Copyright Amazon.com, Inc. or its affiliates. All Rights Reserved.
SPDX-License-Identifier: CC-BY-SA-4.0
In the CreateTrainingJob request, you specify the training algorithm that you want to use. You can also specify algorithm-specific hyperparameters as string-to-string maps. The following table lists the hyperparameters for the k-means training algorithm provided by Amazon SageMaker. For more information about how k-means clustering works, see How K-Means Clustering Works.

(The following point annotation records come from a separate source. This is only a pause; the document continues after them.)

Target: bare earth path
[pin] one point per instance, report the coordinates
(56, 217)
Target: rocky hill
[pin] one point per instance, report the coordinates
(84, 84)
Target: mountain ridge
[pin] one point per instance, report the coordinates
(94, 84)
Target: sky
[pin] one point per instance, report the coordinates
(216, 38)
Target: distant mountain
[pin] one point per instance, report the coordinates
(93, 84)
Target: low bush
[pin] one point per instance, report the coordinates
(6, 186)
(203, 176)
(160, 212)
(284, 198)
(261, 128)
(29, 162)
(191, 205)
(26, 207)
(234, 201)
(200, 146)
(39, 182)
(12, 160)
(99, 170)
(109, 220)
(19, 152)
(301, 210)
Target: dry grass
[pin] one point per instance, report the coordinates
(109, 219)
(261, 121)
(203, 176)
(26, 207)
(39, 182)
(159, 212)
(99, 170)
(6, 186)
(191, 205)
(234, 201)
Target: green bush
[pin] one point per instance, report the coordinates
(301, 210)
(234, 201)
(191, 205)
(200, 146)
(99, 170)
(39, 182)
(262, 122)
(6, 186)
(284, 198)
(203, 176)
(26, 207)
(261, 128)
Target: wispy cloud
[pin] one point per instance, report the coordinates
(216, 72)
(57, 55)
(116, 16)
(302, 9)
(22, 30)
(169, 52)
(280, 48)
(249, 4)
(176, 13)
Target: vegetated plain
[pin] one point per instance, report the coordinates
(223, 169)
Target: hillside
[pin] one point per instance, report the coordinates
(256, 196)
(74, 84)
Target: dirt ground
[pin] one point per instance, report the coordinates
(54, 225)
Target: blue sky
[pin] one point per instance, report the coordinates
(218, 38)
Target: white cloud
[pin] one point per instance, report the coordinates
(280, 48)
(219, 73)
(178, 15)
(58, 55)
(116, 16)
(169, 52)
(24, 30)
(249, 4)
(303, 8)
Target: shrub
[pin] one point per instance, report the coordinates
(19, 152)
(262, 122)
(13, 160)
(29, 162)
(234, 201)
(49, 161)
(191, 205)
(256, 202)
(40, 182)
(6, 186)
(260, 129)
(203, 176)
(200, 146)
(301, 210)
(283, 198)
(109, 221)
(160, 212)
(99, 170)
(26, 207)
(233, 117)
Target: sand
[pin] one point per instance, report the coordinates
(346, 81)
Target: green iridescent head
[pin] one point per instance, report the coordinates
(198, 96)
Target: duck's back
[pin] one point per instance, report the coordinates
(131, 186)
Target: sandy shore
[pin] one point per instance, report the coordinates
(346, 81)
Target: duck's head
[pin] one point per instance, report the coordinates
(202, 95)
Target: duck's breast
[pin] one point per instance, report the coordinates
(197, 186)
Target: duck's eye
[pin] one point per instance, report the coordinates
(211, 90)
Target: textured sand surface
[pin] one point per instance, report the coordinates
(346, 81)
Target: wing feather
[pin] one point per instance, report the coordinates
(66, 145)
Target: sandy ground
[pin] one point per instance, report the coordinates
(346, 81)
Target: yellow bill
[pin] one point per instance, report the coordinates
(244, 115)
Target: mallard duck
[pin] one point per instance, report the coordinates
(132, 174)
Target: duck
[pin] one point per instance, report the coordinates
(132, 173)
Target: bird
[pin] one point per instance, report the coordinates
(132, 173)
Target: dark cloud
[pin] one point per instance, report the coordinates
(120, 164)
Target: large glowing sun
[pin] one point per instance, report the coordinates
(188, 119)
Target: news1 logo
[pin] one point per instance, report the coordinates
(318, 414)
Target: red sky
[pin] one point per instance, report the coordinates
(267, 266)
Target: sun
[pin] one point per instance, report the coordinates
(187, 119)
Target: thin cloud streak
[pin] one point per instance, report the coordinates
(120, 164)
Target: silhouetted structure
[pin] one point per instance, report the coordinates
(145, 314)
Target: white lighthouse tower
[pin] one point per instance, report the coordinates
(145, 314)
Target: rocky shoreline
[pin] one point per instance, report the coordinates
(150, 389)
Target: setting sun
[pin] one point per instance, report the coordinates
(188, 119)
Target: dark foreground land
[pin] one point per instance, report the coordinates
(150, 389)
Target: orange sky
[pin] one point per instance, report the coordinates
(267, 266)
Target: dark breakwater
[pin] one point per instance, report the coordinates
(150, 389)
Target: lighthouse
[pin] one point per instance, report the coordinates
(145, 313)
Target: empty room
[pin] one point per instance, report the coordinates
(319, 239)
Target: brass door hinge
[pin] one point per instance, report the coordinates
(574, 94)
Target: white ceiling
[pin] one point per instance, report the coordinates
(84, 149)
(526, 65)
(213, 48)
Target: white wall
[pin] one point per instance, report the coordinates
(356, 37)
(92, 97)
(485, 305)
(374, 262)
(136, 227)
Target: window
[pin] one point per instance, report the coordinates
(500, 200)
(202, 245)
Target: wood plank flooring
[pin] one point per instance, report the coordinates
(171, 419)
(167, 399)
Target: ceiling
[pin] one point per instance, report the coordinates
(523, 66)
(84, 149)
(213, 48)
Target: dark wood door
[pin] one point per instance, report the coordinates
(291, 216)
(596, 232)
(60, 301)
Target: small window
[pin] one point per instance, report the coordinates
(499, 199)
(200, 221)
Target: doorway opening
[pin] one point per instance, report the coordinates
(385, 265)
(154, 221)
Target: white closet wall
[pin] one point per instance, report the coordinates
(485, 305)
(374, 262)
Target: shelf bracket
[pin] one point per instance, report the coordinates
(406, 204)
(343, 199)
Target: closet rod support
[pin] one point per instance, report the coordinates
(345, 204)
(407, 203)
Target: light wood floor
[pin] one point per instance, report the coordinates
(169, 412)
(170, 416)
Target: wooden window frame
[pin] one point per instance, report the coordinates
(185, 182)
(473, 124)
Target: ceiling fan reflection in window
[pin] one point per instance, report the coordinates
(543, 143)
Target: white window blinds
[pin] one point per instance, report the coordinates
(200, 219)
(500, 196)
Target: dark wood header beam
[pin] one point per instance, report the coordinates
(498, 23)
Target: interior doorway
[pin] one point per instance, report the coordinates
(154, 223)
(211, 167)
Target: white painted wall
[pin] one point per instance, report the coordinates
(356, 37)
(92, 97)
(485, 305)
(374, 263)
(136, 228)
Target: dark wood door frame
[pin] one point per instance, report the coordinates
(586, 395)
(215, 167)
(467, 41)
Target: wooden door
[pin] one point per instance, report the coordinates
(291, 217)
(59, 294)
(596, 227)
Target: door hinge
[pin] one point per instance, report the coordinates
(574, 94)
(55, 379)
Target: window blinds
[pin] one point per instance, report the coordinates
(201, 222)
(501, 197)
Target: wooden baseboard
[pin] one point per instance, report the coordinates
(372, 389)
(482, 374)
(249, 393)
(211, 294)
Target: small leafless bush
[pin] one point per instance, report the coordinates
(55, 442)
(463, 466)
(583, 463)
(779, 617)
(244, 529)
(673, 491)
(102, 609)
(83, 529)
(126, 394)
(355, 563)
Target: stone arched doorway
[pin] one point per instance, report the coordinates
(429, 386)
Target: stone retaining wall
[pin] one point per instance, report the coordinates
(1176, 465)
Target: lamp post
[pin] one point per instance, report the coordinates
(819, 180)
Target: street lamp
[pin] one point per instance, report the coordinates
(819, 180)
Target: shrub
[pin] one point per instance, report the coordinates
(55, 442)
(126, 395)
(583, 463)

Parameter Name | Description |
---|---|
feature_dim | The number of features in the input data. Required Valid values: Positive integer |
k | The number of required clusters. Required Valid values: Positive integer |
epochs | The number of passes done over the training data. Optional Valid values: Positive integer Default value: 1 |
eval_metrics | A JSON list of metric types used to report a score for the model. Allowed values are msd for Means Square Error and ssd for Sum of Square Distance. If test data is provided, the score is reported for each of the metrics requested. Optional Valid values: Either [\"msd\"] or [\"ssd\"] or [\"msd\",\"ssd\"] . Default value: [\"msd\"] |
extra_center_factor | The algorithm creates K centers = num_clusters * extra_center_factor as it runs and reduces the number of centers from K to k when finalizing the model. Optional Valid values: Either a positive integer or auto . Default value: auto |
half_life_time_size | Used to determine the weight given to an observation when computing a cluster mean. This weight decays exponentially as more points are observed. When a point is first observed, it is assigned a weight of 1 when computing the cluster mean. The decay constant for the exponential decay function is chosen so that after observing half_life_time_size points, its weight is 1/2. If set to 0, there is no decay. Optional Valid values: Non-negative integer Default value: 0 |
init_method | Method by which the algorithm chooses the initial cluster centers. The standard k-means approach chooses them at random. An alternative k-means++ method chooses the first cluster center at random. Then it spreads out the position of the remaining initial clusters by weighting the selection of centers with a probability distribution that is proportional to the square of the distance of the remaining data points from existing centers. Optional Valid values: Either random or kmeans++ . Default value: random |
local_lloyd_init_method | The initialization method for Lloyd’s expectation-maximization (EM) procedure used to build the final model containing k centers. Optional Valid values: Either random or kmeans++ . Default value: kmeans++ |
local_lloyd_max_iter | The maximum number of iterations for Lloyd’s expectation-maximization (EM) procedure used to build the final model containing k centers. Optional Valid values: Positive integer Default value: 300 |
local_lloyd_num_trials | The number of times the Lloyd’s expectation-maximization (EM) procedure with the least loss is run when building the final model containing k centers. Optional Valid values: Either a positive integer or auto . Default value: auto |
local_lloyd_tol | The tolerance for change in loss for early stopping of Lloyd’s expectation-maximization (EM) procedure used to build the final model containing k centers. Optional Valid values: Float. Range in [0, 1]. Default value: 0.0001 |
mini_batch_size | The number of observations per mini-batch for the data iterator. Optional Valid values: Positive integer Default value: 5000 |